Type: \h or \? for help with vsql commands
\g or terminate with semicolon to execute query
\q to quit
demo=>
demo=> CREATE TABLE secret_table(id INT);
CREATE TABLE
demo=> CREATE USER test_user IDENTIFIED BY 'TestPassword123';
Check that there is no permission for the table for the user:
:~$ vsql -h 172.17.0.2 -p 5433 -U test_user
demo=> select * from secret_table;
ERROR 4367: Permission denied for relation secret_table
Prepare test script with proper IP/user/password and execute it:
:~$ cat test.py
import vertica_python
conn_info = {
"host": "172.17.0.2",
"port": 5433,
"user": "test_user",
"password": "TestPassword123",
"database": "demo",
"use_prepared_statements": True,
"autocommit": True,
}
sql = "SELECT * FROM secret_table LIMIT 1"

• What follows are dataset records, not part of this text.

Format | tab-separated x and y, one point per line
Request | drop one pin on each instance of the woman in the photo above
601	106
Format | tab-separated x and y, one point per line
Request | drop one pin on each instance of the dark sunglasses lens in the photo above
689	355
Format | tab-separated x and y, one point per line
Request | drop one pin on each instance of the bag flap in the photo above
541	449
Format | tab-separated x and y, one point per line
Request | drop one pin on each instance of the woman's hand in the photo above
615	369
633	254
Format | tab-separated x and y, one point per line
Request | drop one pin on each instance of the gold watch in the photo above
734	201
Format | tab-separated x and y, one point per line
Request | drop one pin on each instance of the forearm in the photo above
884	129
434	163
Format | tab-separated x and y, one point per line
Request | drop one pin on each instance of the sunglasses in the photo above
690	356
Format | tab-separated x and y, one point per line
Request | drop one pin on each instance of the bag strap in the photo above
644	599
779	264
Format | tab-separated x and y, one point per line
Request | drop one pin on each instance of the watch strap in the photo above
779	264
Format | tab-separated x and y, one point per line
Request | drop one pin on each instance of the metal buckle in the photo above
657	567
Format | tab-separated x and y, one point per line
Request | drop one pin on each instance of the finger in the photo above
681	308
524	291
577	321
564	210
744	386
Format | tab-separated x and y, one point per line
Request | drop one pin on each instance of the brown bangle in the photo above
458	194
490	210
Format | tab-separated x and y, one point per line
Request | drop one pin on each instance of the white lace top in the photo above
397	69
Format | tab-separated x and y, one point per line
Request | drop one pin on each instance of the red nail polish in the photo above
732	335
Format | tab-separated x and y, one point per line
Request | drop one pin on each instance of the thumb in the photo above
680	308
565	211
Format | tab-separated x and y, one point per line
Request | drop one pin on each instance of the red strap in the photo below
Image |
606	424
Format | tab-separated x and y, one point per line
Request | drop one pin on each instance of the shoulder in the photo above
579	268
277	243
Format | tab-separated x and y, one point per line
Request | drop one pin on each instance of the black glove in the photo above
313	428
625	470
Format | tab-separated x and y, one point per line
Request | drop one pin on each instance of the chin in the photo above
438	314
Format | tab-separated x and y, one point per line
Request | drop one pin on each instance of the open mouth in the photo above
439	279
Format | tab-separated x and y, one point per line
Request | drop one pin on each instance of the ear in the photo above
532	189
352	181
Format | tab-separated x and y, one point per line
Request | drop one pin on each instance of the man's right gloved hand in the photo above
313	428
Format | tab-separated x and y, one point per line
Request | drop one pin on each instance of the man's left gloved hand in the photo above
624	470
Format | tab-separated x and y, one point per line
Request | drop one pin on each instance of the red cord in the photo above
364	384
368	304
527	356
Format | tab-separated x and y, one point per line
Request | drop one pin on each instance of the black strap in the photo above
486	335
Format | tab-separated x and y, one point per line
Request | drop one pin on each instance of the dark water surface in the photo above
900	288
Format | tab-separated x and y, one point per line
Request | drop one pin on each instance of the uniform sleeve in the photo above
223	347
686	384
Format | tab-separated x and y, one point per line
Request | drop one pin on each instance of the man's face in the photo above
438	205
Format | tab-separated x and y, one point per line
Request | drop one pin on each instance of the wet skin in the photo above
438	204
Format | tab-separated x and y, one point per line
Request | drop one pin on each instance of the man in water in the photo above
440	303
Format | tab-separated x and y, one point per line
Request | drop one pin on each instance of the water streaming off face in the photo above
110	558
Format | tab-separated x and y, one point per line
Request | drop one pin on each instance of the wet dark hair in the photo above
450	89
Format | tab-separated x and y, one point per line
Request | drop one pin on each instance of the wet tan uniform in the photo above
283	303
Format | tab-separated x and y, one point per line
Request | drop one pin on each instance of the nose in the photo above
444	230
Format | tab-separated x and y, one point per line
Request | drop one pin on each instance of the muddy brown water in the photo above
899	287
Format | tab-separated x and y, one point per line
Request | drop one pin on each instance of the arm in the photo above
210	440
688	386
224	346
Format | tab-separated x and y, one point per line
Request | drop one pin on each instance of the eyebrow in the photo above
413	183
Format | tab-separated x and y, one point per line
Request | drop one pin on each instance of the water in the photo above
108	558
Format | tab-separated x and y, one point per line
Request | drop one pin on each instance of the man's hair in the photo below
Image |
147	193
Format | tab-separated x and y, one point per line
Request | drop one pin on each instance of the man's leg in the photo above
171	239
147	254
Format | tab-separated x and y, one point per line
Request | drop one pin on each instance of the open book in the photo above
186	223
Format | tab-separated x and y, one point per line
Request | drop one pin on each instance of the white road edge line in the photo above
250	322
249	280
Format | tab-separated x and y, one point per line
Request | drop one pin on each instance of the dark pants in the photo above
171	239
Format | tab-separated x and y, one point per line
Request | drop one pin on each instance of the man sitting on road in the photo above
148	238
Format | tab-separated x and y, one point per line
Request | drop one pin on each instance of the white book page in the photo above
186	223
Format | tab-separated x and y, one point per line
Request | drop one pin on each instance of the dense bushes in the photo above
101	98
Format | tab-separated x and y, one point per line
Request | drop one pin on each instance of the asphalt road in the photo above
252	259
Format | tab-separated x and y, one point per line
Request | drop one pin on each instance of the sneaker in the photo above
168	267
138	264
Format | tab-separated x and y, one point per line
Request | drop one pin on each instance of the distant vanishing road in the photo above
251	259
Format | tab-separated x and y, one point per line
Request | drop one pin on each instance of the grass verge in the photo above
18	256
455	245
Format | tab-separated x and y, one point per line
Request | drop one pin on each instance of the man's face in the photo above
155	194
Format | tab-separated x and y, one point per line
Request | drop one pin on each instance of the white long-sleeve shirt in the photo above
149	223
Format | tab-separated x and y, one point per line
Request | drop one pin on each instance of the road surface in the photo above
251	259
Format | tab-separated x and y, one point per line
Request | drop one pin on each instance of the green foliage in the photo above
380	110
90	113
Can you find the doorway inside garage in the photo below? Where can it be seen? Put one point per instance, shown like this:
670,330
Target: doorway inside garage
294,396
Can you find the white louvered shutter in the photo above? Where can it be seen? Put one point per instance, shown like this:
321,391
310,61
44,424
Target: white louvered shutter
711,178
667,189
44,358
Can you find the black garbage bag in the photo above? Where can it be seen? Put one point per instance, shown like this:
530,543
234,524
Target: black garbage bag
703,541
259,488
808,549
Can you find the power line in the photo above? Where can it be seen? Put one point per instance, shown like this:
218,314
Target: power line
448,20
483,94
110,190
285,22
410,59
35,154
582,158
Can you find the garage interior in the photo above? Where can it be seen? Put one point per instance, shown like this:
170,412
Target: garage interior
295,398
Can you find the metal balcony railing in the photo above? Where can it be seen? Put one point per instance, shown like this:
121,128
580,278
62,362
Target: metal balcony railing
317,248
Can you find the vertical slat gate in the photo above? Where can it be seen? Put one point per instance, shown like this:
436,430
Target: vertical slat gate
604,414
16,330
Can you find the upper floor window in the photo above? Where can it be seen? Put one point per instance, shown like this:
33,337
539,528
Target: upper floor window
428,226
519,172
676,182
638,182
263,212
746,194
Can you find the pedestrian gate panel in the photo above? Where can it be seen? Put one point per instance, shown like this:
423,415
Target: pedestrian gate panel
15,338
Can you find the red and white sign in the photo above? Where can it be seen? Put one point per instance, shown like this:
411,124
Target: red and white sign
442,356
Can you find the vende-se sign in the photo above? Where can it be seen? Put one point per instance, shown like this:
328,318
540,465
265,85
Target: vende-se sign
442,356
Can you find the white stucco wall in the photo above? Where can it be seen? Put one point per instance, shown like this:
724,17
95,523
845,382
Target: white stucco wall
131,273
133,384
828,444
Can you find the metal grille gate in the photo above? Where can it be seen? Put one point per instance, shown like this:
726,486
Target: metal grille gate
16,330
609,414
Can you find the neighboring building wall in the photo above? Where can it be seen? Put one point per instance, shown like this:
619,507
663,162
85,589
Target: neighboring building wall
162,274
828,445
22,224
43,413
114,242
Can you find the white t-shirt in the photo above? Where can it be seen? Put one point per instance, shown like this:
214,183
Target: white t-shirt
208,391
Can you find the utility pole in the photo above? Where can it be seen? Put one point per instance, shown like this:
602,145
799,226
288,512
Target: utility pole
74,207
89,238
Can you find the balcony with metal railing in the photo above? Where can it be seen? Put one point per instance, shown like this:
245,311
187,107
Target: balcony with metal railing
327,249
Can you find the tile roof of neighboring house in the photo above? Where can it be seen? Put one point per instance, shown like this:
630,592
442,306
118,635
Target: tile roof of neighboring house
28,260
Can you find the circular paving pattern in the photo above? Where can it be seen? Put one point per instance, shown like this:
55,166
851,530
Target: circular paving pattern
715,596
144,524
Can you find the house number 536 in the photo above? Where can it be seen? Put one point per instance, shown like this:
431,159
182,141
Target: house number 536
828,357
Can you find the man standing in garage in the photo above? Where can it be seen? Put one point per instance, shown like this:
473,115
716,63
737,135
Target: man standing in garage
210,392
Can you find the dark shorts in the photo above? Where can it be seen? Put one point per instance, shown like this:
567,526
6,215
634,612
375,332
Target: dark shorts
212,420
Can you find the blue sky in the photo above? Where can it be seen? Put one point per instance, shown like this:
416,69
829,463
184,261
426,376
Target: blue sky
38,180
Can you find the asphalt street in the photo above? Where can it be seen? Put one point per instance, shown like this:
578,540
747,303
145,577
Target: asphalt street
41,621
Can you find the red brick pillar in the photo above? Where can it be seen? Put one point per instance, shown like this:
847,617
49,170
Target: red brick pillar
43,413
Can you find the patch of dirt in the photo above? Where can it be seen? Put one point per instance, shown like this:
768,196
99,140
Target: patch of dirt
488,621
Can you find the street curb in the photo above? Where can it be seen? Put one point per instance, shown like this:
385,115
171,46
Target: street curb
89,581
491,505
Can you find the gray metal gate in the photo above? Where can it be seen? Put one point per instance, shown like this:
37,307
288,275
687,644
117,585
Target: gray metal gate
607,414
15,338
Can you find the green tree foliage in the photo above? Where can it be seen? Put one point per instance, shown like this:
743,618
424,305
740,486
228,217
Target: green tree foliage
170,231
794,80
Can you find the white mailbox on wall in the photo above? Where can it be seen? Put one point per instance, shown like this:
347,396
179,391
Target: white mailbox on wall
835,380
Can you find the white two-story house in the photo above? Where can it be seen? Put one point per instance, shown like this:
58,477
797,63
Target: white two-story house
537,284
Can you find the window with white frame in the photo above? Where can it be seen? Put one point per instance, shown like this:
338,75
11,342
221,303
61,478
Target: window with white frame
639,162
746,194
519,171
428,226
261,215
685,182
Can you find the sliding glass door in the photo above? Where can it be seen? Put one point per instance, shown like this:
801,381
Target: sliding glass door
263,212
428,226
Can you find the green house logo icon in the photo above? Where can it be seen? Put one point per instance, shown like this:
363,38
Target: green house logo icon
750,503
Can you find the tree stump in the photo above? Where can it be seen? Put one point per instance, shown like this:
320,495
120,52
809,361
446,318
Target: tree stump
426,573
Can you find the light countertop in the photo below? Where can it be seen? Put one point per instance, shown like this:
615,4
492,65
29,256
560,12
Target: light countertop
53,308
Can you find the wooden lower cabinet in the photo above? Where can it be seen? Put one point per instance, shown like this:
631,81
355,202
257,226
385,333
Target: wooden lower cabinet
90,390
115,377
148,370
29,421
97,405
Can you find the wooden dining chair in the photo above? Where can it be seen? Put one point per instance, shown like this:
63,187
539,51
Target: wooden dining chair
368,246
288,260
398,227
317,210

conn = vertica_python.connect(**conn_info)
cur = conn.cursor()
for i in range(1, 5):
print(f"\n--- Attempt {i} ---")
try:
cur.execute(sql)
print(cur.fetchall())
except Exception as e:
print(type(e).__name__, e)
cur.close()
conn.close()
:~$ python3 test.py
--- Attempt 1 ---
DatabaseError Severity: ERROR, Message: Permission denied for relation secret_table, Sqlstate: 42501, Routine: report_no_priv, File: /data/jenkins/workspace/RE-ReleaseBuilds/RE-Miner/server/vertica/Commands/GrantRevoke.cpp, Line: 532, Error Code: 4367
--- Attempt 2 ---
DatabaseError Severity: ERROR, Message: Permission denied for relation secret_table, Sqlstate: 42501, Routine: report_no_priv, File: /data/jenkins/workspace/RE-ReleaseBuilds/RE-Miner/server/vertica/Commands/GrantRevoke.cpp, Line: 532, Error Code: 4367
--- Attempt 3 ---
MessageError Received unexpected message type: ReadyForQuery. Expected type: BindComplete
--- Attempt 4 ---
DatabaseError Severity: ERROR, Message: Permission denied for relation secret_table, Sqlstate: 42501, Routine: report_no_priv, File: /data/jenkins/workspace/RE-ReleaseBuilds/RE-Miner/server/vertica/Commands/GrantRevoke.cpp, Line: 532, Error Code: 4367
Traceback (most recent call last):
File "/home/elajolh/vertica_client/test.py", line 26, in <module>
cur.close()
File "/usr/lib/python3/dist-packages/vertica_python/vertica/cursor.py", line 205, in close
self._close_prepared_statement()
File "/usr/lib/python3/dist-packages/vertica_python/vertica/cursor.py", line 1032, in _close_prepared_statement
self._message = self.connection.read_expected_message(messages.CloseComplete)
^^^^^^^^^^^^^^^^^^^^^^^^^^^^^^^^^^^^^^^^^^^^^^^^^^^^^^^^^^^^^
File "/usr/lib/python3/dist-packages/vertica_python/vertica/connection.py", line 765, in read_expected_message
raise errors.MessageError(msg)
vertica_python.errors.MessageError: Received
It can be seen that attempt no. 3 has the error: "MessageError Received unexpected message type: ReadyForQuery. Expected type: BindComplete"
According to my understanding this is an issue in the vertica_python client.